WOW guys, so much help and I dont know how to thank you enough. This is the dial I purchased locally and when it got here the pinion gear is so fine I thought that it would not engage with a 3mm pitch lead screw. It was sold to suit a Sieg C2 and C3 so it just might engage but I cant try it out until later today to see if it will engage. My next problem that I am working on is what size gear and how many teeth I need on them to do the common metric threads. The numbers that keep popping up are 28, 30 and 32. That is a very kind gesture to print out a couple of gears but I do not want to waste your time and product if it is not suitable, also at the same time I would want to cover the costs of this along with postage.  I will also research hare n forbes and small engine parts for suitable gears but I need to confirm the gear sizes.
Once again I thank you all for your input and helpful advise.
Cobba
P.S. Is there a way to private message members here?


----------



## Cogsy (Nov 6, 2018)

You can private message, simply click on a members' name and a pop-up will appear. Click on the option 'Start a conversation'. That will open a text box to type in, then hit the 'Start a conversation' button at the bottom of the text box and it will send. When you receive a message it will show in the top right corner of any page (the little envelope icon will have a number next to it).


----------



## cobbadog (Nov 6, 2018)

Cheers Mate, you have been very helpful.


----------



## cox24711 (Nov 7, 2018)

cobbadog, he does ship to Australia you just got to ask him to
that's what I did when I bought my gears from him.


----------



## bmac2 (Nov 7, 2018)

Hi guys. I don’t have a 3D printer but thought I should chime in and mention that there is a Gear Extension for Inkscape.

https://www.wikihow.com/Draw-Gears-in-Inkscape


----------



## cobbadog (Nov 7, 2018)

Again a big thanks for the hints and tips to tracking down the gear/s I'm after. I will chase it up later today as work is now screaming at me.


----------



## CFLBob (Nov 8, 2018)

Maybe this is late, but has anyone tried 3D printing a gear in plastic (PLA or whatever your printer works with) and then investment casting it?  

I'm thinking maybe a low density print, not as strong as the material could be, invest it in the the kind of investment that jeweler's use and then casting the gear in brass or aluminum?  Not sure it would handle casting steel, but I think there is such as thing as investment casting steel. 

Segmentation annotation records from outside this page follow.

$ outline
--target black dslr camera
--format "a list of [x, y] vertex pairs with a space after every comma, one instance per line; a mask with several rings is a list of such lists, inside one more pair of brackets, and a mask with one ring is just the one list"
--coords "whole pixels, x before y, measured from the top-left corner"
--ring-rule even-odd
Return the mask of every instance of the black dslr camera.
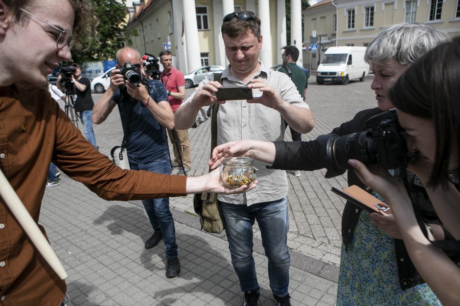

I don't know anything about this kind of investment, just that the seller is one the biggest names in the jewelry industry and is reputable.  Offered in case no one knows what I'm talking about.


----------



## lohring (Nov 9, 2018)

There are three filaments that I know of for 3D printed patterns for lost wax casting.
Polycast, Moldlay, and Machinable wax.  Polycast seems to be available only for industrial users.  Moldlay seems to be easier to use than Machinable wax.  I haven't tried any of them since my investment casting equipment isn't set up.  

Lohring Miller


----------



## CFLBob (Nov 9, 2018)

lohring said:


> There are three filaments that I know of for 3D printed patterns for lost wax casting.
> Polycast, Moldlay, and Machinable wax.  Polycast seems to be available only for industrial users.  Moldlay seems to be easier to use than Machinable wax.  I haven't tried any of them since my investment casting equipment isn't set up.
> 
> Lohring Miller



Thanks for those links!  Very cool.  

I don't have a 3D printer.  Yet.  It's seems like a natural for making parts by casting and casting is a very common manufacturing technique.   I'll copy those three links and keep them.


----------



## cobbadog (Nov 10, 2018)

I am hopeful I have found a supplier of gears "off the shelf" and I now only need to confirm the number of teeth, the pitch which they must match and a bore size already in steel. I am also very confident that one printed in this PLA product would also be a successful gear to use under the condition of which it will be put,  a simple rotating gear against a lead screw with no or very little resistance. 
Cobba


----------



## cobbadog (Dec 17, 2018)

Firstly I would like to thank everyone who has made suggestions and offers of help to get my thread chasing dial up and going. In my last post I found and bought some gears to do the job I needed. There are 3 different size gears from 10 teeth through to 14 teeth which covers the main metric threads I need to make. Once they arrived I made the body, pivot and dial up on the lathe and assembled it and gave it a run. All the time trying to think of ways to mark up the dial so that it can be read. Fortunately I made 2 dials as this one is a bit rough in the marking up department but I can still take a skim off the top and re mark it in a better way which is something I will do once I get over the normal pre Christmas rush.
I would also like to take this opportunity to wish everyone a Very Merry Christmas and a very Happy and Prosperous New Year.


----------